Existing Database and Desired Outcome:
I have a larger SQLite database (12gb, tables with 44 million+ rows) that I would like to modify using Pandas in Python3.
Example Objective: I hope to read one of these large tables (44 million rows) into a DF in chunks, manipulate the DF chunk, and write the result to a new table. If possible, I would like to replace the new table if it exists, and append each chunk to it.
Because my manipulations only add or modify columns, the new table should have the same number of rows as the original table.
Issues:
The primary issue seems to stem from the following line in the below code:
df.to_sql(new_table, con=db, if_exists = "append", index=False)
Traceback (most recent call last):
File "example.py", line 23, in <module>
for df in df_generator:
File "/usr/local/lib/python3.5/site-packages/pandas/io/sql.py", line 1420, in _query_iterator
data = cursor.fetchmany(chunksize)
sqlite3.OperationalError: SQL logic error or missing database
If I then rerun the script, with the same new table name, it runs for each chunk, and an extra chunk, +1 row.
When the df.to_sql()
line is commented out, the loop runs for the expected number of chunks.
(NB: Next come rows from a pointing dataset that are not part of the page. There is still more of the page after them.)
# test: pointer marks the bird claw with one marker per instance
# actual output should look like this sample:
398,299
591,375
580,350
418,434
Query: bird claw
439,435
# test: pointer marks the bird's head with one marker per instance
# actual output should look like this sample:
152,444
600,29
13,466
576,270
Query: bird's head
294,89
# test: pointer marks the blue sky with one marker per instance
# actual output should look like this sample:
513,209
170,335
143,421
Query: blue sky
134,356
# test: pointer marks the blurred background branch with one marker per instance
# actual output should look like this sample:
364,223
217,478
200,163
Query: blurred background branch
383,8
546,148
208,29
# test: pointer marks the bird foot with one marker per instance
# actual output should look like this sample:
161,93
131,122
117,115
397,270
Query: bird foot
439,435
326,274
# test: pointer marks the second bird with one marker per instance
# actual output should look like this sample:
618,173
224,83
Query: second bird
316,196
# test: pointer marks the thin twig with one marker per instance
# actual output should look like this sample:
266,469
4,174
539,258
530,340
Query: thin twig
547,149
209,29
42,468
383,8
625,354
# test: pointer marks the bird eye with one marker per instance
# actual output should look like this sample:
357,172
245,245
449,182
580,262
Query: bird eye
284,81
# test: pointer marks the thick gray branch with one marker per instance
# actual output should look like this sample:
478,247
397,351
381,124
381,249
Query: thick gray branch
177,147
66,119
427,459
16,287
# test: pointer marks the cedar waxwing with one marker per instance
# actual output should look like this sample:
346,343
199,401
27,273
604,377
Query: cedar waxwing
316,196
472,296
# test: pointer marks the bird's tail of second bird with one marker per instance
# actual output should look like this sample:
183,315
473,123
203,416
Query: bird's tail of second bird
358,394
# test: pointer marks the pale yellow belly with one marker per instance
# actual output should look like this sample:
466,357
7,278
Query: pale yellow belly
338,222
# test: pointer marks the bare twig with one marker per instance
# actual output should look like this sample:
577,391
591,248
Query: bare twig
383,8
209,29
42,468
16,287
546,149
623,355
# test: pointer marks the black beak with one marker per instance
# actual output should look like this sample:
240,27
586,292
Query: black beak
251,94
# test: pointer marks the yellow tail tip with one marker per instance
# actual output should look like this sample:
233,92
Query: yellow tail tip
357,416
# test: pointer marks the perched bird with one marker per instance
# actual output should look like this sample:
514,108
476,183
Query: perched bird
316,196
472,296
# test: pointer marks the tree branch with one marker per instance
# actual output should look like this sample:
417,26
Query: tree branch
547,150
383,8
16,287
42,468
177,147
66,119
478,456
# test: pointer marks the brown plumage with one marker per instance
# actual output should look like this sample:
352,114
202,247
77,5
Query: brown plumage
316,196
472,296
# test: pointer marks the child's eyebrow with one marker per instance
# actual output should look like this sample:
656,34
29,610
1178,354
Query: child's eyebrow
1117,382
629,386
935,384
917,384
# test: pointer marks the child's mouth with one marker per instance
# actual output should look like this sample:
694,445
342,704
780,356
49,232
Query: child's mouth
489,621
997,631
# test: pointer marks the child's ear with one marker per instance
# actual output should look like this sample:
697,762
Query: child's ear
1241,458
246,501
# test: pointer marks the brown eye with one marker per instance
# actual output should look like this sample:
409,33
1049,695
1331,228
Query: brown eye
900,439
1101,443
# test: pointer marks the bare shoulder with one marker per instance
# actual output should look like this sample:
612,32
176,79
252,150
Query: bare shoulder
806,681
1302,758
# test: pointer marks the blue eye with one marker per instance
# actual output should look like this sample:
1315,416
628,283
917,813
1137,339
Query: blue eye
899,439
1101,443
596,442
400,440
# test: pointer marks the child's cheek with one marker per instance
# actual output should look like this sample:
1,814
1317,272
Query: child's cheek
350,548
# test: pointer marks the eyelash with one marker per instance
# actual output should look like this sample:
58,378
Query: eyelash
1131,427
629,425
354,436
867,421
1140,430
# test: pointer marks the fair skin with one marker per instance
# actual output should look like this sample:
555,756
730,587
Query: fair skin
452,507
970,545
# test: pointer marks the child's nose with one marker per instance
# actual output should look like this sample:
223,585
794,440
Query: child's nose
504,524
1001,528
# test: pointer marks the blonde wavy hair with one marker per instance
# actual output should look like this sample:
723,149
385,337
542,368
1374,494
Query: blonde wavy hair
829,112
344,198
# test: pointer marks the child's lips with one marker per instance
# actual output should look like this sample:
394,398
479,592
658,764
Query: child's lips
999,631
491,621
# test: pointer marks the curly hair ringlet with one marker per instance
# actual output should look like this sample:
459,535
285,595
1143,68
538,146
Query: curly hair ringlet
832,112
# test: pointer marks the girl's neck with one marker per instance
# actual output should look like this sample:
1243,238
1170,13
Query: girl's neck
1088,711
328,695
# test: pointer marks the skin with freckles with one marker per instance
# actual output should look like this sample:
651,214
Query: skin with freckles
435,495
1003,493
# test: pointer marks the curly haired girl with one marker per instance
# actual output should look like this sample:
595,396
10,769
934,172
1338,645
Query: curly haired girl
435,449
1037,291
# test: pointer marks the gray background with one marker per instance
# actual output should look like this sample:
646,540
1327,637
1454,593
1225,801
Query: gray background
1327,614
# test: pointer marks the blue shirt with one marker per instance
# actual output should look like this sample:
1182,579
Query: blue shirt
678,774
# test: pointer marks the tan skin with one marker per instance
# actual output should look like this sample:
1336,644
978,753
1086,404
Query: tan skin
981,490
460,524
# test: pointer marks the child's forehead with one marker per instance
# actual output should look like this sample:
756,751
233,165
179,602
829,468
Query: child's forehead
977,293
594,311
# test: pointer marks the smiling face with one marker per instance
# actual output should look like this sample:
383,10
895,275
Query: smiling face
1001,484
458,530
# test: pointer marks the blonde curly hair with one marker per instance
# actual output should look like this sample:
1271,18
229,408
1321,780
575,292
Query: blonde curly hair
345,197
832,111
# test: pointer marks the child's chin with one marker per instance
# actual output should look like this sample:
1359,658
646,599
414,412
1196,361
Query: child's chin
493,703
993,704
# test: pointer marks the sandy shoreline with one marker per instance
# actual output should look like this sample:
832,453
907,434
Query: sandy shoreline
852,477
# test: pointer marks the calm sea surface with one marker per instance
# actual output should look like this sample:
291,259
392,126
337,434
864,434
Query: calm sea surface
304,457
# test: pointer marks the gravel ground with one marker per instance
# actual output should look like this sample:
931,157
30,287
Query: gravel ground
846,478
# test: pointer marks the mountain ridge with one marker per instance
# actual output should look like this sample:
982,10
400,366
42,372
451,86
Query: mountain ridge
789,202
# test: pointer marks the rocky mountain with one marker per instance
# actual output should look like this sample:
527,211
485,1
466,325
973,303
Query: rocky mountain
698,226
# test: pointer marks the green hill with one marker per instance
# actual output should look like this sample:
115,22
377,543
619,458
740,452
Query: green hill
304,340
Test Example of Issue with Complete Code:
Complete Code: example.py
import pandas as pd
import sqlite3
#Helper Functions Used in Example
def ren(invar, outvar, df):
df.rename(columns={invar:outvar}, inplace=True)
return(df)
def count_result(c, table):
([print("[*] total: {:,} rows in {} table"
.format(r[0], table))
for r in c.execute("SELECT COUNT(*) FROM {};".format(table))])
#Connect to Data
db = sqlite3.connect("test.db")
c = db.cursor()
new_table = "new_table"
#Load Data in Chunks
df_generator = pd.read_sql_query("select * from test_table limit 10000;", con=db, chunksize = 5000)
for df in df_generator:
#Functions to modify data, example
df = ren("name", "renamed_name", df)
print(df.shape)
df.to_sql(new_table, con=db, if_exists = "append", index=False)
#Count if new table is created
try:
count_result(c, new_table)
except:
pass
1. Result when
#df.to_sql(new_table, con=db, if_exists = "append", index=False)
(the problem line is commented out):
$ python3 example.py
(5000, 22)
(5000, 22)
Which I expect since the example code limits my large table to 10k rows.
2. Result when
df.to_sql(new_table, con=db, if_exists = "append", index=False)
a. the problem line is not commented out
b. this is the first time the code is run with a new_table:
$ python3 example.py
(5000, 22)
Traceback (most recent call last):
File "example.py", line 23, in <module>
for df in df_generator:
File "/usr/local/lib/python3.5/site-packages/pandas/io/sql.py", line 1420, in _query_iterator
data = cursor.fetchmany(chunksize)
sqlite3.OperationalError: SQL logic error or missing database
3. Result when
df.to_sql(new_table, con=db, if_exists = "append", index=False)
a. the problem line is not commented out
b. the above code is run a second time with the new_table:
$ python3 example.py
(5000, 22)
(5000, 22)
(5000, 22)
(1, 22)
[*] total: 20,001 rows in new_table table
Thus, I have the issue of first the code breaking when run the first time (Result 2) and second, the total number of rows when run the second time (Result 3) is more than double what I expected.
Any suggestions on how I can solve this issue would be greatly appreciated.
You may try to specify:
db = sqlite3.connect("test.db", isolation_level=None)
# ----> ^^^^^^^^^^^^^^^^^^^^
Beside that you may try to increase your chunksize, because otherwise the time between commits is way to short for SQLite DB - that is causing this error, i guess... I would also recommend to use PostgreSQL, MySQL/MariaDB or something similar - they are much more reliable and appropriate for such DB size...